Here’s the basic plot-line; your stereotypical slasher movie goon unintentionally swaps bodies with one of his teen girl victims. That’s it. Teen girl stuck in the body of a killer goon, trying to figure out how to get her body and her life back, goon stuck in the body of a girl and trying to figure out how many people he can kill at homecoming weekend.

The cleverness in the plotting is that this is a comedy, more or less, so there has to be the prospect of a happy ending, more or less. For that to work, everything that happens has to be plausibly attributable to the goon so that if the teen ever gets her body back, she’s not going to be spending the rest of her life in jail anyway. Freaky pulls this off so well that you can see them doing it and enjoy the thought that went into it. The plot is put together just so; it’s got all the beats and fakeouts of the originals, tweaked just enough both for comedy and the sensibilities of a more critical era, but like all good homages, it also tells a satisfying story.

For any of this to work, two things have to happen. One is that you’ve got to spend enough time with the larger cast that when they start getting murdered it feels like it matters. Which is one of those places where slasher movies save money; there’s lots of stuff which just establishes character - or the lack of it - and which is really cheap to film

The other is that your two leads need to sell the body switch. I’d had my doubts about Vince Vaughan convincing me that he was a teenage girl trapped in a lumbering body, but he did better than I expected. Kathryn Newton actually does the real groundwork as Millie, because by the time the swap happens, we’ve got to know Millie and we’re primed for what Vince is going to do to try to imitate her. And Millie’s been so beaten down as herself that when she starts gooning it up the audience is pretty much rooting for her to kill some dudes in her cool red leather jacket. 

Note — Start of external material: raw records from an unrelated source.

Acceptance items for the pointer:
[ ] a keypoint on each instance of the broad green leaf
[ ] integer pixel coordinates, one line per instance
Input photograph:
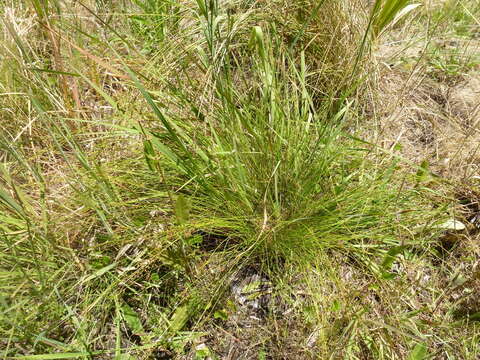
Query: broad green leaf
(99, 272)
(132, 319)
(179, 318)
(182, 209)
(419, 352)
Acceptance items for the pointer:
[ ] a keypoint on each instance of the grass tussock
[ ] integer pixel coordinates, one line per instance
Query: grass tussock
(200, 180)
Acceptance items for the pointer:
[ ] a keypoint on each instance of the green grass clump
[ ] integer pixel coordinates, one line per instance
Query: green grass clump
(265, 158)
(156, 154)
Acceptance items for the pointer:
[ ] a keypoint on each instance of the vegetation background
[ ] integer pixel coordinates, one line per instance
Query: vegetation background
(239, 179)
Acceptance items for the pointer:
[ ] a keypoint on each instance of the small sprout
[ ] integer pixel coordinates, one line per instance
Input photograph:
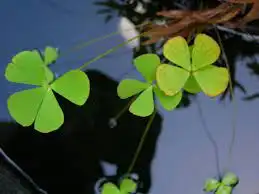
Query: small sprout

All in all, it’s a lot more fun than a movie ought to be where people get skewered, sawn in half the long way, flash-frozen, beaten to death with toilet seats and choked by having a champagne bottle hammered down their throats. Not all of them have that shit coming to them either. Some of the fun is Millie in the Butcher’s body enjoying the idea of having strength on her side for once in her life. Some of it is the Butcher in Millie’s body finding out how hard it is to murder people when you’re only five foot four and flimsy. As I say, a lot of the rest of it is watching the setups which mean that when the cops are trying to make sense of this, the Butcher will be more in the frame than Millie. The scripting and plotting are nimble enough that none of that seems forced. I always like good writing.

But the simple question about this, if you’re wondering if you’re going to like it, is this. You’ll know in the first five seconds, when a huge smash title comes up saying just “Wednesday, the 11th”. If that makes you burst out laughing, you’re going to have a great time.